Evaluating $\int_{0}^{\frac{\pi}{2}}\frac{\sqrt{\sin x}}{\sqrt{\sin x}+\sqrt{\cos x}}\, \mathrm{d}x$
Let $I$ denote the integral and consider the substitution $u= \frac{\pi }{2} - x.$ Then $I = \displaystyle\int_0^{\frac{\pi }{2}} \frac{\sqrt{\cos u}}{\sqrt{\cos u } + \sqrt{\sin u }} du$ and $2I = \displaystyle\int_0^{\frac{\pi }{2}} \frac{\sqrt{\cos u} + \sqrt{\sin u }}{\sqrt{\cos u } + \sqrt{\sin u }} du = \frac{\pi }{2}.$ Hence $I = \frac{\pi }{4}.$
In general, $ \displaystyle\int_0^a f(x) dx = \displaystyle\int_0^a f(a-x) $ $dx$ whenever $f$ is integrable, and $\displaystyle\int_0^{\frac{\pi }{2}} \frac{\cos^a x}{\cos^a x + \sin^a x } dx = \displaystyle\int_0^{\frac{\pi }{2}} \frac{\sin^a x}{\cos^a x + \sin^a x } dx = \frac{\pi }{4}$ for $a>0$ (same trick.)
Note that $\sin(\pi/2-x)=\cos x$ and $\cos(\pi/2-x)=\sin x$. The answer will exploit the symmetry.

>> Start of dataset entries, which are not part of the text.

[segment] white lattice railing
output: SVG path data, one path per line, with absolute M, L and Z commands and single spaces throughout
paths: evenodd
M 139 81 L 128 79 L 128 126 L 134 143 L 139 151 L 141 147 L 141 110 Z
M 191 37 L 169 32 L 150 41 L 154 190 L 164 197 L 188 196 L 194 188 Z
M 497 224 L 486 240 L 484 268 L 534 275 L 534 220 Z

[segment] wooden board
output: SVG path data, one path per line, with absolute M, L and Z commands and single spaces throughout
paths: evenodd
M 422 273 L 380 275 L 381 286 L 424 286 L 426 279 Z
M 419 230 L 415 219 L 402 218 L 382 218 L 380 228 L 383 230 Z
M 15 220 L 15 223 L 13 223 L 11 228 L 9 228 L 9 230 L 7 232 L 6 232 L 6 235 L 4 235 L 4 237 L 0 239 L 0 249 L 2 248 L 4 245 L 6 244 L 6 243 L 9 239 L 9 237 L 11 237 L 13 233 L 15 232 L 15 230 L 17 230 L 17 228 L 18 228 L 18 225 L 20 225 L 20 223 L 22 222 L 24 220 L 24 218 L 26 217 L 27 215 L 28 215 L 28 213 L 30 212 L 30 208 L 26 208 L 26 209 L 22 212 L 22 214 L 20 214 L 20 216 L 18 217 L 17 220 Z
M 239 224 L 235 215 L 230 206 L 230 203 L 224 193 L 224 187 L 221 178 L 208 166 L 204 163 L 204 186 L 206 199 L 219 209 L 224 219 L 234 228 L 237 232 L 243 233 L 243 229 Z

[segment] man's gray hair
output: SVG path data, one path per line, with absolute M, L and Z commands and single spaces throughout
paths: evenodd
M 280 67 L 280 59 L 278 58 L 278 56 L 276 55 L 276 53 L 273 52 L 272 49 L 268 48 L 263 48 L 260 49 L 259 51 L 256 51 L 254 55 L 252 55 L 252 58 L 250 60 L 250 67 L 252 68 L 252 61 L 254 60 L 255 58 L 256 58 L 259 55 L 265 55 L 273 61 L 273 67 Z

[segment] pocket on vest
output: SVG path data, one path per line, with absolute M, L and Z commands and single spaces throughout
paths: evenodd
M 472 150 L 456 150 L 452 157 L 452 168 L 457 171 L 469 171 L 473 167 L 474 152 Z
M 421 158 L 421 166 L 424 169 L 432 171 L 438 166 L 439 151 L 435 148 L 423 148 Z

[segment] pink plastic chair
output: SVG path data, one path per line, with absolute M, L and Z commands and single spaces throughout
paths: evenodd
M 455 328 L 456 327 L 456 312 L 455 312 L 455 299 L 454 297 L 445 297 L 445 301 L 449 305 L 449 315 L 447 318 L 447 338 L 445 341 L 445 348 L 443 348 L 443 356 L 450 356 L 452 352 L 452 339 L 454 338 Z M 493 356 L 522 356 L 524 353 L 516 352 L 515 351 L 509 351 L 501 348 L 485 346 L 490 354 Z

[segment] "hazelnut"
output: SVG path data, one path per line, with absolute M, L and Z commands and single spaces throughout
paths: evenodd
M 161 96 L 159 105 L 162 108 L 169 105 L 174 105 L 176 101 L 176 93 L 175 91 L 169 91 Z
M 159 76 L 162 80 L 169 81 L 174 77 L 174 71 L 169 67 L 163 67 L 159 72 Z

Break up the original integral into two parts, (i) from $0$ to $\pi/4$ and (ii) from $\pi/4$ to $\pi/2$. So our first integral is $$\int_{x=0}^{\pi/4} \frac{\sqrt{\sin x}}{\sqrt{\sin x}+\sqrt{\cos x}}\,dx.\tag{$1$} $$
For the second integral, make the change of variable $u=\pi/2-x$. Using the fact that $\sin x=\sin(\pi/2-u)=\cos u$ and $\cos x=\cos(\pi/2-u)=\sin u$, and the fact that $dx=-du$, we get after not much work $$\int_{u=\pi/4}^{0} -\frac{\sqrt{\cos u}}{\sqrt{\cos u}+\sqrt{\sin u}}\,du$$ Change the dummy variable of integration variable to the name $x$. Also, do the integration in the "right" order, $0$ to $\pi/4$. That changes the sign, so our second integral is equal to $$\int_{x=0}^{\pi/4} \frac{\sqrt{\cos x}}{\sqrt{\cos x}+\sqrt{\sin x}}\,dx.\tag{$2$}$$ Our original integral is the sum of the integrals $(1)$ and $(2)$. Add, and note the beautiful cancellation $\frac{\sqrt{\sin x}}{\sqrt{\sin x}+\sqrt{\cos x}}+ \frac{\sqrt{\cos x}}{\sqrt{\cos x}+\sqrt{\sin x}}=1$. Thus our original integral is equal to $$\int_0^{\pi/4}1\,dx.$$ This is trivial to compute: the answer is $\pi/4$.
Remark: Let $f(x)$ and $g(x)$ be any reasonably nice functions such that $g(x)=f(a-x)$. Exactly the same argument shows that $$\int_0^a\frac{f(x)}{f(x)+g(x)}\,dx=\frac{a}{2}.$$